WAXHAW – Sean Poccia, who recently resigned from his seat on the Waxhaw Board of Commissioners, has emerged as the frontrunner to fill the town’s manager position on an interim basis.
Waxhaw commissioners held a special meeting Tuesday, March 18, to hear a presentation from the North Carolina League of Municipalities on the proper, or suggested, method of hiring an interim and full-time town manager.
Town Manager Mike McLaurin submitted his letter of retirement to the board of commissioners earlier this month, stating April 30 as his last day working for Waxhaw. North Carolina statutes, with the type of government set up in Waxhaw, require the town have someone in the manager position at all times. The board hopes to find an interim manager as soon as possible, Mayor Daune Gardner said following Tuesday’s meeting.
And the interim could be Poccia, who resigned from his seat on the board after commissioners asked if he would be interested in the temporary position. The search to find a full-time manager typically takes about six months, according to league representative Hartwell Wright who spoke during Tuesday’s meeting.
“Commissioner (Mike) Stewart approached me several months ago asking if I would step into the role of Waxhaw town manager on an interim basis,” Poccia said in an email, though McLaurin’s resignation wasn’t submitted until this month. “… In order to have further discussions pertaining to a succession strategy, the board of commissioners and mayor were advised by the town’s attorney that if I were to be considered a candidate for interim town manager I would need to resign to ensure regulatory conditions are met. I resigned solely for this reason.”
The board could make a decision on who will fill the interim role during the town’s next regular meeting Tuesday, March 25, but an agenda for the meeting has not been set.
The town’s annual budget will be first on the list for whoever is appointed to the manager’s seat, something that could be difficult for a newcomer this late in the process. The budget for the 2014-15 year must be approved by June 30 or the town will have to adopt an emergency budget to allow operations in town to continue.
“With the town’s annual budget approaching $7 million, and the town taking on debt for the first time, financial stewardship and accountability are paramount,” Poccia said. “If the board of commissioners and mayor decide to allow me to serve as the interim town manager, I would use my 20 years of budgeting, accounting and financial management experience to empower the elected leadership through enhanced financial insights and operational management.”
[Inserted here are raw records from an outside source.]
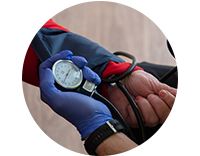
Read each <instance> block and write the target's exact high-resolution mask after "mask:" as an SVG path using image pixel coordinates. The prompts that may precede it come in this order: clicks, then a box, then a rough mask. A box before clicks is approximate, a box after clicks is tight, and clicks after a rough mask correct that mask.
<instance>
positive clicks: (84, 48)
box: [25, 28, 124, 77]
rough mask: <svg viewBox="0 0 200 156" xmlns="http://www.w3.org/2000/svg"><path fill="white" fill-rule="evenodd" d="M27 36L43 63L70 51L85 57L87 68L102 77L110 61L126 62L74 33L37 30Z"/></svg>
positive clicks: (87, 40) (102, 48)
mask: <svg viewBox="0 0 200 156" xmlns="http://www.w3.org/2000/svg"><path fill="white" fill-rule="evenodd" d="M25 35H26V37H27V39H28V41H29V43H30V44H31V46H32V48H33V49H34V51H35V53H36V54H37V56H38V57H39V59H40V61H41V62H43V61H45V60H46V59H47V58H49V57H51V56H53V55H55V54H57V53H59V52H61V51H63V50H70V51H72V52H73V55H77V56H82V57H84V58H85V59H86V60H87V61H88V64H87V66H88V67H90V68H91V69H93V70H94V71H95V72H96V73H97V74H98V75H99V76H100V77H102V73H103V70H104V68H105V67H106V65H107V64H108V63H109V62H110V61H114V62H124V61H123V60H122V59H121V58H119V57H117V56H116V55H114V54H112V53H111V52H109V51H108V50H106V49H105V48H103V47H101V46H100V45H99V44H97V43H95V42H92V41H90V40H89V39H87V38H85V37H82V36H80V35H77V34H75V33H72V32H68V31H63V30H58V29H50V28H35V29H30V30H28V31H26V32H25Z"/></svg>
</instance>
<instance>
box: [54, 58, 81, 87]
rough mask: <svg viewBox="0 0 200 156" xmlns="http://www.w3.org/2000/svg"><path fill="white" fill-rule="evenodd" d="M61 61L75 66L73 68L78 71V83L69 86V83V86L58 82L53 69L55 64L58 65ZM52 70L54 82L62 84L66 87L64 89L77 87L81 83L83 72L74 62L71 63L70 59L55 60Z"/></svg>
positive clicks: (77, 86) (55, 68)
mask: <svg viewBox="0 0 200 156" xmlns="http://www.w3.org/2000/svg"><path fill="white" fill-rule="evenodd" d="M61 62H65V63H67V64H71V66H73V67H75V68H76V69H77V70H78V71H79V72H80V81H79V83H77V84H75V85H74V86H71V85H70V86H69V85H64V84H63V83H61V82H60V80H58V78H57V76H56V73H55V71H56V67H57V65H58V64H59V63H61ZM52 72H53V76H54V78H55V80H56V82H57V83H58V84H59V85H60V86H62V87H63V88H66V89H76V88H78V87H79V86H80V85H81V83H82V81H83V73H82V70H81V69H80V68H79V67H78V66H77V65H76V64H74V63H73V62H72V61H70V60H58V61H56V62H55V63H54V64H53V67H52Z"/></svg>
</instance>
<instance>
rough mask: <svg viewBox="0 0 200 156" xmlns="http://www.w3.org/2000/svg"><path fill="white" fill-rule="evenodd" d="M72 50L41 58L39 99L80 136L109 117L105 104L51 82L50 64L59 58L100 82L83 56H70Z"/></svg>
mask: <svg viewBox="0 0 200 156" xmlns="http://www.w3.org/2000/svg"><path fill="white" fill-rule="evenodd" d="M72 55H73V54H72V52H70V51H68V50H65V51H62V52H60V53H58V54H56V55H54V56H52V57H51V58H49V59H47V60H46V61H44V62H43V63H42V64H41V65H40V68H39V77H40V91H41V99H42V101H44V102H45V103H47V104H48V105H49V106H50V107H51V108H52V109H53V110H54V111H55V112H56V113H57V114H59V115H60V116H62V117H64V118H65V119H66V120H68V121H69V122H71V123H72V124H73V125H74V126H76V128H77V130H78V131H79V133H80V134H81V138H82V140H83V139H84V138H85V137H86V136H88V135H89V134H91V133H92V132H93V131H95V130H96V129H97V128H98V127H100V126H101V125H103V124H105V123H106V121H110V120H112V119H113V118H112V116H111V113H110V111H109V109H108V108H107V106H106V105H104V104H103V103H101V102H100V101H97V100H94V99H93V98H92V97H89V96H86V95H83V94H80V93H76V92H62V91H60V90H58V89H57V88H56V87H55V85H54V83H55V79H54V77H53V73H52V70H51V68H52V66H53V64H54V63H55V62H56V61H57V60H60V59H67V60H71V61H72V62H74V63H75V64H76V65H77V66H78V67H79V68H80V69H82V71H83V77H84V78H85V79H87V80H88V81H91V82H93V83H95V84H96V85H98V84H100V82H101V79H100V78H99V76H98V75H97V74H96V73H95V72H93V71H92V70H91V69H90V68H88V67H86V66H85V65H86V64H87V61H86V60H85V59H84V58H83V57H79V56H72Z"/></svg>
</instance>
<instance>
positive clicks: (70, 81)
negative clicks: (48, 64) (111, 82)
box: [52, 60, 97, 96]
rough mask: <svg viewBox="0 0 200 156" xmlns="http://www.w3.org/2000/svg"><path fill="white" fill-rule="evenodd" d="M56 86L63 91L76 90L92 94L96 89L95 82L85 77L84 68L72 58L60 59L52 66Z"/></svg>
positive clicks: (76, 91)
mask: <svg viewBox="0 0 200 156" xmlns="http://www.w3.org/2000/svg"><path fill="white" fill-rule="evenodd" d="M52 71H53V76H54V78H55V80H56V83H55V86H56V87H57V88H58V89H59V90H61V91H68V90H70V91H75V92H78V93H82V94H85V95H88V96H92V95H93V93H94V91H95V90H96V87H97V86H96V85H95V84H94V83H93V82H90V81H88V80H85V79H84V78H83V73H82V70H81V69H80V68H79V67H78V66H76V65H75V64H74V63H73V62H72V61H70V60H58V61H57V62H55V63H54V65H53V67H52Z"/></svg>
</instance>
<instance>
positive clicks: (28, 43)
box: [21, 0, 69, 86]
mask: <svg viewBox="0 0 200 156" xmlns="http://www.w3.org/2000/svg"><path fill="white" fill-rule="evenodd" d="M50 14H51V11H50V9H49V7H48V6H47V3H46V1H45V0H21V80H22V81H25V82H27V83H30V84H32V85H35V86H38V85H39V80H38V77H37V62H38V57H37V55H36V54H35V52H34V50H33V49H32V47H31V45H30V44H29V42H28V40H27V39H26V37H25V35H24V32H25V31H27V30H30V29H33V28H39V27H45V28H54V29H61V30H64V31H69V30H67V29H65V28H63V27H61V26H59V25H58V24H56V23H55V22H53V20H52V19H51V18H50Z"/></svg>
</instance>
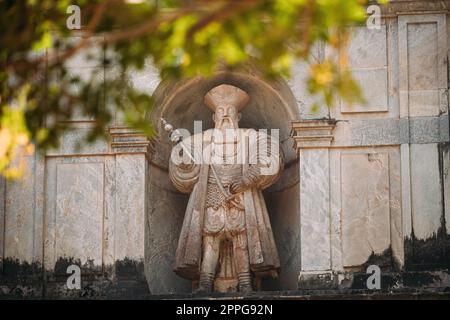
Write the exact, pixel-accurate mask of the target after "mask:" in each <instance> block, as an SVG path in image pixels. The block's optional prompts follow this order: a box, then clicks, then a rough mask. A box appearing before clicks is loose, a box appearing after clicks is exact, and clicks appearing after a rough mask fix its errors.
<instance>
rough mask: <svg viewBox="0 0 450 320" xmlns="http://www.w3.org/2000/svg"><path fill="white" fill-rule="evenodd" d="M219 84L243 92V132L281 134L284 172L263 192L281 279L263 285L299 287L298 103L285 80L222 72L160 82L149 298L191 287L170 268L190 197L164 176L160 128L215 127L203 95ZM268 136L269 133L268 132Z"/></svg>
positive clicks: (165, 156)
mask: <svg viewBox="0 0 450 320" xmlns="http://www.w3.org/2000/svg"><path fill="white" fill-rule="evenodd" d="M220 84H230V85H234V86H237V87H239V88H241V89H242V90H244V91H246V92H247V93H248V94H249V96H250V102H249V104H248V105H247V106H246V107H245V108H244V109H243V111H242V119H241V121H240V123H239V126H240V127H241V128H255V129H268V130H270V129H279V134H280V142H281V148H282V152H283V155H284V160H285V170H284V172H283V175H282V176H281V178H280V179H279V181H278V182H277V183H276V184H275V185H273V186H272V187H270V188H269V189H268V190H266V191H265V199H266V204H267V207H268V210H269V215H270V219H271V222H272V228H273V231H274V236H275V241H276V242H277V247H278V251H279V254H280V260H281V268H282V270H281V273H280V277H279V278H278V279H275V280H270V281H266V282H265V283H264V284H263V287H264V288H265V289H269V290H270V289H273V290H288V289H296V288H297V277H298V271H299V266H300V261H299V259H300V253H299V252H298V250H299V249H298V248H299V243H298V241H299V229H300V222H299V203H298V201H299V189H298V180H299V177H298V165H297V163H298V156H297V154H296V152H295V150H294V148H293V140H292V139H291V138H290V134H291V123H292V121H294V120H297V119H299V110H298V106H297V103H296V100H295V98H294V96H293V94H292V92H291V90H290V88H289V86H288V84H287V82H286V81H285V80H284V79H275V80H267V79H264V77H262V76H261V75H260V74H259V73H258V72H257V71H255V70H252V69H245V70H238V71H233V72H229V71H222V72H218V73H216V74H215V75H214V76H212V77H210V78H203V77H198V78H193V79H188V80H184V81H170V80H166V81H162V82H161V83H160V85H159V86H158V87H157V89H156V90H155V93H154V99H155V102H156V108H155V110H154V111H153V112H152V113H151V114H150V116H149V118H148V120H149V121H152V123H153V124H154V125H155V126H156V127H157V128H158V139H157V142H156V144H155V149H154V152H153V154H152V156H151V158H150V163H149V175H150V176H149V181H150V185H149V205H148V207H149V212H148V215H147V218H148V219H147V221H148V223H147V228H146V240H147V245H146V273H147V280H148V282H149V286H150V290H151V292H153V293H183V292H189V291H190V283H189V282H187V281H185V280H183V279H182V278H179V277H178V276H176V275H175V274H174V273H173V272H172V263H173V259H174V256H175V250H176V246H177V242H178V236H179V233H180V230H181V224H182V222H183V217H184V210H185V208H186V205H187V201H188V196H186V195H183V194H181V193H179V192H178V191H177V190H176V189H175V188H174V187H173V186H172V185H171V183H170V181H169V178H168V175H167V171H168V161H169V155H170V150H171V147H172V145H171V143H170V141H169V139H168V137H167V134H166V133H165V132H164V131H163V129H162V128H161V126H160V125H159V123H158V122H159V119H160V118H161V117H163V118H165V119H166V120H167V121H168V122H170V123H171V124H172V125H174V127H175V128H185V129H188V130H189V131H190V132H191V133H192V132H193V131H194V121H202V129H203V130H206V129H209V128H212V127H213V121H212V111H211V110H210V109H209V108H207V107H206V105H205V104H204V102H203V97H204V95H205V94H206V93H207V92H208V91H209V90H210V89H212V88H214V87H215V86H217V85H220ZM269 132H270V131H269Z"/></svg>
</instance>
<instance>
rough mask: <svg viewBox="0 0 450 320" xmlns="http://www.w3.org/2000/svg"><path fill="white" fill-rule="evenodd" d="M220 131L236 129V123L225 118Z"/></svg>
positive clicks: (228, 118) (218, 125)
mask: <svg viewBox="0 0 450 320" xmlns="http://www.w3.org/2000/svg"><path fill="white" fill-rule="evenodd" d="M217 128H218V129H222V130H223V129H236V125H235V122H234V121H233V120H232V119H231V118H230V117H223V118H222V119H221V120H220V122H219V124H218V126H217Z"/></svg>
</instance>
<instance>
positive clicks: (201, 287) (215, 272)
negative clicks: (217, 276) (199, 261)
mask: <svg viewBox="0 0 450 320" xmlns="http://www.w3.org/2000/svg"><path fill="white" fill-rule="evenodd" d="M219 246H220V237H219V236H218V235H204V236H203V260H202V266H201V270H200V281H199V287H198V289H197V290H196V292H197V293H200V292H211V291H212V286H213V283H214V277H215V275H216V267H217V261H218V259H219Z"/></svg>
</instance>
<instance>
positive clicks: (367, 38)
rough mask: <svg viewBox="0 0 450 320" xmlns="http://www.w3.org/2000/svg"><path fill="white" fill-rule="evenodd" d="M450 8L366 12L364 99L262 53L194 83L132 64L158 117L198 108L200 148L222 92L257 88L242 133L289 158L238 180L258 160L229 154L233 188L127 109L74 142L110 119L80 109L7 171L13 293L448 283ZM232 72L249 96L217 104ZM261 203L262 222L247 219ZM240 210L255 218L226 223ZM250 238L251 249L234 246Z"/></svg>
mask: <svg viewBox="0 0 450 320" xmlns="http://www.w3.org/2000/svg"><path fill="white" fill-rule="evenodd" d="M449 17H450V1H447V0H445V1H422V0H408V1H403V0H391V1H389V5H388V6H387V7H386V8H384V9H382V16H381V24H380V25H379V26H377V28H372V29H370V28H367V27H366V26H360V27H355V28H354V32H353V36H352V38H351V39H350V43H349V46H348V48H346V50H347V51H348V55H349V65H350V68H351V70H352V72H353V75H354V77H355V78H356V79H357V80H358V82H359V84H360V87H361V88H362V91H363V93H364V95H365V97H366V100H367V103H366V104H364V105H352V106H350V105H347V104H346V103H345V102H344V101H341V100H340V99H337V100H336V101H334V102H333V105H332V107H331V108H328V107H327V106H325V105H323V104H322V103H321V102H320V101H317V100H316V98H315V97H312V96H311V95H309V94H308V92H307V90H306V87H305V85H304V84H305V82H304V79H305V75H306V74H307V73H308V72H309V69H308V65H306V64H305V63H303V62H296V63H294V66H293V68H292V72H291V73H292V78H290V79H272V80H268V79H265V78H264V77H263V76H262V75H261V74H260V73H259V71H258V70H255V69H252V67H250V66H249V67H248V68H247V67H246V68H242V69H236V70H233V71H229V70H218V71H217V73H216V74H215V75H214V76H212V77H211V78H208V79H204V78H194V79H189V80H184V81H179V82H173V81H171V80H167V79H159V78H158V76H157V73H156V72H155V70H154V67H153V66H152V65H151V64H148V66H147V69H146V70H145V71H144V72H142V73H136V74H133V75H132V79H133V83H134V85H135V86H136V88H139V89H142V90H145V91H146V92H153V94H154V97H155V101H156V109H155V111H154V113H153V114H152V115H150V117H149V121H153V123H154V124H155V126H157V124H158V122H159V119H160V118H161V117H163V118H165V119H167V120H168V121H169V122H170V123H171V124H173V126H174V127H176V128H186V129H188V130H189V131H190V132H194V130H193V129H194V128H193V126H195V124H194V121H196V120H201V121H202V124H203V128H202V130H201V132H202V133H201V134H198V135H195V134H194V135H192V137H191V138H186V139H183V141H184V143H185V144H186V145H187V146H189V147H190V146H191V142H190V141H196V140H195V139H198V140H199V141H202V140H203V139H204V137H205V136H207V133H208V132H211V131H212V129H214V127H215V126H216V123H215V122H214V121H213V119H212V118H211V111H210V110H208V108H207V107H208V106H209V107H210V108H212V109H213V111H215V114H216V116H215V117H216V119H219V118H221V117H222V118H223V117H224V115H225V113H226V114H227V115H228V112H231V114H233V112H235V111H236V109H237V110H238V111H239V109H240V108H241V107H243V106H244V105H245V107H243V108H242V109H241V110H240V112H241V114H242V117H241V119H240V121H239V129H238V131H239V132H240V131H241V130H243V132H244V131H245V130H247V129H242V128H248V130H249V131H256V132H260V131H262V130H264V129H279V132H280V134H279V140H278V142H279V149H280V154H281V155H282V156H283V162H282V163H283V164H282V168H279V169H280V173H277V174H275V175H273V176H268V177H264V178H263V179H262V180H261V181H259V180H257V181H256V182H255V183H256V186H252V187H250V188H248V189H246V190H245V191H244V192H240V191H242V186H240V185H239V181H241V179H242V178H244V177H246V175H247V174H246V173H244V171H241V170H240V168H226V169H224V168H221V167H220V166H218V167H217V175H218V176H220V179H223V182H221V183H222V184H224V185H226V186H227V189H226V190H227V192H228V193H229V194H230V195H233V197H232V198H227V197H224V198H222V197H221V195H223V194H222V193H221V191H220V187H219V185H218V183H217V181H218V180H217V179H216V178H215V176H214V174H212V171H211V170H209V169H208V168H209V167H208V166H206V165H194V166H192V167H189V166H187V167H186V168H183V167H182V166H180V165H177V164H175V163H172V164H170V163H171V157H170V155H171V151H172V149H175V150H176V147H175V146H174V144H173V143H172V141H171V140H170V139H169V138H168V137H167V133H166V132H164V130H163V128H158V129H159V132H158V133H159V134H158V136H157V137H155V138H153V139H151V140H149V139H147V138H146V137H144V136H143V135H142V134H141V133H140V132H136V131H135V130H132V129H130V128H127V127H125V126H124V121H123V117H122V115H121V114H120V112H118V111H117V112H116V114H115V117H114V119H113V122H112V124H111V126H110V128H109V129H108V133H109V134H108V135H109V139H108V140H106V141H97V142H96V143H94V144H90V145H83V147H82V148H81V149H77V148H76V145H77V142H79V141H82V140H81V139H82V138H83V137H84V136H85V135H86V132H87V131H88V130H89V128H90V127H91V126H92V121H95V119H90V118H86V117H83V116H81V115H76V116H74V119H73V120H72V121H69V123H67V125H68V126H69V127H70V128H71V129H72V130H71V131H70V132H67V134H65V135H64V136H62V137H61V139H60V147H59V148H57V149H54V150H49V151H48V152H46V154H40V153H36V155H34V156H29V157H27V158H26V159H25V160H26V162H27V164H28V170H27V173H26V175H25V177H24V179H23V180H21V181H6V180H4V179H0V295H1V294H11V293H12V294H17V295H20V296H34V297H42V296H45V297H50V296H57V297H60V296H67V295H69V296H70V295H73V296H82V295H84V296H89V295H92V296H108V295H113V294H115V293H117V294H120V295H123V296H127V297H133V296H137V295H139V294H143V293H147V294H184V293H190V292H191V291H192V287H193V286H192V284H193V283H192V280H193V281H194V288H197V287H198V288H201V289H207V290H209V288H211V289H215V290H220V291H227V290H238V291H239V289H242V291H246V290H248V289H250V284H251V286H252V289H253V290H257V289H258V288H259V287H261V289H263V290H295V291H301V290H306V289H308V290H309V289H324V288H327V289H340V290H345V289H349V288H350V289H355V288H357V289H367V288H366V287H365V284H366V279H367V277H368V276H369V275H367V274H366V270H367V268H368V266H370V265H377V266H379V267H380V269H381V272H382V274H383V279H384V280H383V282H382V284H381V285H382V287H383V288H389V289H392V290H395V289H398V288H400V289H405V288H409V287H415V288H417V287H424V286H426V287H433V288H443V287H448V286H449V281H450V280H449V279H450V276H449V272H448V270H449V268H450V236H449V234H450V176H449V167H450V147H449V146H450V134H449V97H448V88H449V81H448V74H449V73H448V72H449V64H448V53H449V43H450V20H449ZM98 50H102V48H98ZM313 51H314V52H313V55H314V57H315V59H317V60H318V61H320V60H321V59H325V58H326V57H329V56H333V55H334V56H336V57H338V55H339V52H336V51H333V49H332V48H328V47H325V46H323V45H320V44H318V45H317V46H316V47H315V48H314V50H313ZM106 54H107V52H105V55H106ZM68 65H69V69H70V72H74V73H81V76H86V74H89V73H102V74H104V75H105V77H112V76H115V73H114V71H113V70H112V69H113V68H111V69H109V68H107V69H102V68H103V66H100V65H95V64H93V62H92V61H89V60H86V59H83V57H82V56H78V57H75V58H74V59H73V60H71V61H69V62H68ZM223 84H226V85H231V86H233V87H236V88H239V89H240V90H242V91H243V92H245V93H246V94H247V95H248V97H249V99H248V101H247V102H246V98H245V94H243V93H241V91H238V90H237V89H233V90H236V91H237V93H235V94H232V95H227V99H228V98H231V97H233V99H232V102H233V103H231V104H232V105H233V106H234V108H231V109H230V110H227V111H226V112H225V109H223V110H219V106H220V101H222V100H221V99H222V98H217V97H220V95H219V96H216V95H214V91H213V94H212V95H209V96H208V93H209V92H210V90H211V89H214V88H216V87H218V86H220V85H223ZM216 90H219V89H218V88H216ZM219 91H220V90H219ZM205 96H207V97H209V98H207V99H206V101H205ZM245 102H246V103H245ZM316 102H317V103H318V104H319V105H320V108H319V110H313V109H312V108H311V106H312V105H314V103H316ZM105 103H106V105H105V107H107V108H112V107H113V106H111V105H108V101H107V100H105ZM233 110H234V111H233ZM228 118H229V120H227V121H226V123H227V124H228V125H229V124H233V125H234V126H235V127H236V128H237V124H236V123H237V122H236V118H235V117H234V116H233V115H231V116H230V115H228ZM248 130H247V131H248ZM194 156H195V154H194ZM281 169H283V170H282V171H281ZM183 170H185V171H186V174H185V175H183V174H184V171H183ZM249 172H250V173H251V172H252V170H250V171H249ZM256 176H257V174H256ZM189 177H190V178H189ZM189 179H192V180H189ZM250 180H252V181H253V179H250ZM275 180H276V182H275ZM221 181H222V180H221ZM236 182H237V184H236ZM253 182H254V181H253ZM246 184H247V182H245V183H243V185H246ZM269 185H270V186H269ZM266 187H267V188H266ZM218 189H219V190H218ZM263 189H264V190H263ZM261 190H263V191H261ZM218 195H219V196H218ZM227 195H228V194H227ZM201 199H203V200H201ZM251 203H253V204H251ZM230 204H231V205H230ZM257 205H259V206H260V210H252V208H255V207H256V206H257ZM241 206H243V207H244V208H245V209H244V210H242V209H241ZM186 208H187V209H186ZM215 208H217V209H215ZM264 208H265V209H267V210H265V209H264ZM256 211H257V212H258V214H257V213H256ZM243 212H244V213H243ZM250 212H254V215H252V217H255V219H259V218H262V219H263V220H261V221H263V223H262V224H255V223H254V224H253V225H252V226H250V225H248V223H249V222H251V221H249V220H248V219H247V215H248V214H249V213H250ZM230 213H231V214H232V215H235V217H236V219H235V220H233V221H234V222H235V223H236V227H237V229H239V230H240V231H243V230H245V231H246V232H242V233H239V232H237V233H235V234H234V235H222V234H223V232H222V231H217V233H216V231H215V229H214V228H216V226H217V228H219V229H220V228H222V227H223V226H224V221H227V222H228V220H224V216H227V217H228V215H229V214H230ZM200 214H201V215H203V219H202V218H201V217H200ZM189 217H191V218H194V217H195V219H196V220H195V219H194V220H189ZM205 217H208V221H210V222H211V223H209V222H208V225H207V227H206V230H205V228H204V227H205V225H204V222H205ZM243 217H245V219H244V218H243ZM216 219H217V220H216ZM244 220H245V224H244V223H243V221H244ZM256 221H260V220H256ZM216 222H217V224H216ZM261 227H262V228H265V232H264V230H261V229H259V228H261ZM237 229H236V230H237ZM208 230H209V231H211V230H212V231H214V232H212V233H213V234H214V235H209V231H208ZM220 230H223V228H222V229H220ZM255 230H258V235H259V237H260V238H259V239H258V238H257V237H256V236H255V237H254V236H252V235H251V232H252V231H255ZM205 231H206V232H205ZM221 232H222V233H221ZM215 234H221V236H219V237H218V238H220V241H219V240H218V239H217V237H216V235H215ZM244 234H245V236H243V235H244ZM272 236H273V237H272ZM245 237H246V240H247V241H245V240H244V239H245ZM180 239H181V240H180ZM208 247H209V248H211V249H206V250H205V248H208ZM235 249H236V250H235ZM257 252H260V253H261V254H262V256H259V257H260V258H261V259H262V260H261V261H262V262H257V261H258V259H259V258H258V255H255V253H257ZM236 255H241V256H242V257H243V258H241V259H239V262H243V263H242V265H239V266H236V264H234V266H233V263H231V261H235V259H236V257H237V256H236ZM247 255H248V264H247V262H246V261H245V259H246V257H247ZM205 261H206V262H205ZM203 262H205V265H204V266H203ZM71 264H77V265H80V266H81V271H82V282H81V283H82V289H81V290H79V291H76V290H75V291H74V290H68V288H67V287H66V279H67V276H68V275H67V273H66V272H67V267H68V266H69V265H71ZM214 265H216V267H217V266H219V268H218V269H216V270H214V268H213V267H214ZM247 266H249V269H247ZM259 266H261V267H262V269H261V270H259V269H258V267H259ZM174 267H175V271H176V273H175V272H173V271H174ZM236 267H237V268H236ZM248 270H250V275H251V276H252V281H249V276H248ZM259 271H261V273H260V274H259ZM266 272H267V274H266ZM275 272H276V273H277V274H278V278H275V279H272V278H271V277H267V278H266V276H267V275H269V274H272V275H273V274H274V273H275ZM202 273H203V276H202ZM211 274H212V275H211ZM179 275H181V277H180V276H179ZM184 277H185V278H188V280H186V279H185V278H184ZM258 279H262V280H261V281H259V280H258ZM213 280H214V284H213ZM386 280H388V281H386ZM196 282H198V284H197V283H196ZM240 287H241V288H240ZM137 288H139V290H137Z"/></svg>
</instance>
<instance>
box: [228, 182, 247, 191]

Compensation for the interim town manager has not yet been discussed, and salary for the full-time manager will be a decision the board has to make during the hiring process. The board could take on the task itself, appoint a committee or hire a third party to narrow down the search to the final candidates who will be interviewed by the board and other town leaders.
This search comes at a time when Stallings also is searching for a new town manager. Weddington leaders also are looking for a new town planner after Jordan Cook resigned from the position.